1. ukte (yazar: sutlukahve)
bu liste bitmez ki, sonsuza uzar.
ben bebek'te kahvaltıyla başlatayım sizi.. Bebekte sahilde bir kahvaltı yapın, sonra ordan yürüyerek ama illa ki yürüyerek ortaköy'e gelin, ortaköydeki butikleri gezin, arnavut kaldırımlarında yürüyün, denizin iyot kokusunu içinize çekin, ister waffle ister kumpir yiyip yürümeye devam edin. tarihi kemerlerin altından geçerek, dolma bahçenin yanında yürüyerek, yolun karşısındaki devasa atatürk posterlerine bakarak beşiktaşa yürüyün.
sırf zevk için beşiktaş'tan vapurla kadıköye geçip inmeden geri dönün :) yolda kız kulesine selam çakın, martılara simit atın (ben hiç tutturamadım).

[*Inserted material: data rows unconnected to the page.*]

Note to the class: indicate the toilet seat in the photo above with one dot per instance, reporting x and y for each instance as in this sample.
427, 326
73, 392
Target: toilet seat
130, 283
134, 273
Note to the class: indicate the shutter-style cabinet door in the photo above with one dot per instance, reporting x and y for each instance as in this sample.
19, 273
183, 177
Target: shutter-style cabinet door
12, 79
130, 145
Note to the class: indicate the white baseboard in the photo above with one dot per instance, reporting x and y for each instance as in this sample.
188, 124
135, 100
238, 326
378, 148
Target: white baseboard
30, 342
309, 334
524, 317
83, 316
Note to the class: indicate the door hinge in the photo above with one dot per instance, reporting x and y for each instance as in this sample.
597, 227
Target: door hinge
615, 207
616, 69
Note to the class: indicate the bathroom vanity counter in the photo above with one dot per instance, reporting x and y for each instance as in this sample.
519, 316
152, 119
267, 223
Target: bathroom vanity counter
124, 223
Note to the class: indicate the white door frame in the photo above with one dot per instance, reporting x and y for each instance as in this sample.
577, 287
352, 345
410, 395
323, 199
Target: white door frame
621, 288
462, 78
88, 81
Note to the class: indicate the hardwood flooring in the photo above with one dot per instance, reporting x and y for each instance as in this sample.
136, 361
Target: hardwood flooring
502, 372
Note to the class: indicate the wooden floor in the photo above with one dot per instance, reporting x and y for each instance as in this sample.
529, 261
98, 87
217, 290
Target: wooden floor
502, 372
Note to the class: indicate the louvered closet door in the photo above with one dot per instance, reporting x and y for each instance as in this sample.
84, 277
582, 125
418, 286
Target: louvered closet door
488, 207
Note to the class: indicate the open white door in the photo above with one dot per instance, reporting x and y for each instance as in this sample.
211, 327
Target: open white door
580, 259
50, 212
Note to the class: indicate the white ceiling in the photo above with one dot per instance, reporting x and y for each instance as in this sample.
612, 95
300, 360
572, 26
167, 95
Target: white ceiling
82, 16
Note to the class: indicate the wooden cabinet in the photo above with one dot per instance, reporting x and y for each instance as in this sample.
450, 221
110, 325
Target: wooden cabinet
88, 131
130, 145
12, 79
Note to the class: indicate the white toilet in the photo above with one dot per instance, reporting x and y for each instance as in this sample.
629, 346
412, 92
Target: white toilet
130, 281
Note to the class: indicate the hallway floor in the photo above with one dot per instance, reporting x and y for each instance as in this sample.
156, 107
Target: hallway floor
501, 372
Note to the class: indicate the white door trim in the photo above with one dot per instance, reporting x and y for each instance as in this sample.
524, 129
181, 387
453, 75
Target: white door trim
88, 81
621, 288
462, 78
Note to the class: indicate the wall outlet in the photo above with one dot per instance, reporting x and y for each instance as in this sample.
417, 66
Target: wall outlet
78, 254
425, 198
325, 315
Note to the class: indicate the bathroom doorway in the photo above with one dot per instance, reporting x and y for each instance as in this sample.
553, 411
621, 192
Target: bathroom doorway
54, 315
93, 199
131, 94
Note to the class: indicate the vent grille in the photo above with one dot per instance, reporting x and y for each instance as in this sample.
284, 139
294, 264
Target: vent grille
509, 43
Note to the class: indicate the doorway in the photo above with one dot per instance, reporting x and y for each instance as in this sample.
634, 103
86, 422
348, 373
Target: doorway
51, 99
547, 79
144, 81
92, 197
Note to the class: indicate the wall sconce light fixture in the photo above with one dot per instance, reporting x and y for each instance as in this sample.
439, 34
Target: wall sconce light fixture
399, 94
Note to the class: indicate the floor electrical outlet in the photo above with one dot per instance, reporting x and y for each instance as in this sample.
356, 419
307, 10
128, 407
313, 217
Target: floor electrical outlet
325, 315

beşiktaş'ta yeniden inip stadın karşısından sahile tepeden bakarak taksim meydanı'na yürüyün ama artık taksim meydanı'nın eski güzelliğini aramasın gözleriniz, meydandaki otobüs duraklarının hengamesini, çiçekçileri falan unutun, o beton denizini hızlıca geçip tünele doğru yürüyün. tünele yürürken de istikla'in eski şatafatını aramasın gözleriniz; pasajların eski şaşalı hallerini hatırlayın şimdiki sönüklüklerine inat, hatta girin bir iki değişik küpe falan alın :)
tünelden aşağı sarkıp fransız (cezayir) sokağına inin, sokağın başındaki cemil ipekçi dükkanına bir göz atın :) ister fransız sokağı'nda çatı restoranlardan birinde boğaza nazır bir şeyler için, isterseniz devam edip tünelden tophane'ye geçip nargile keyfi yapın (ama nargilecide ortadaki turfanda meyvelere dalmayın, ebenizin nikahını da istiyorlar hesapta).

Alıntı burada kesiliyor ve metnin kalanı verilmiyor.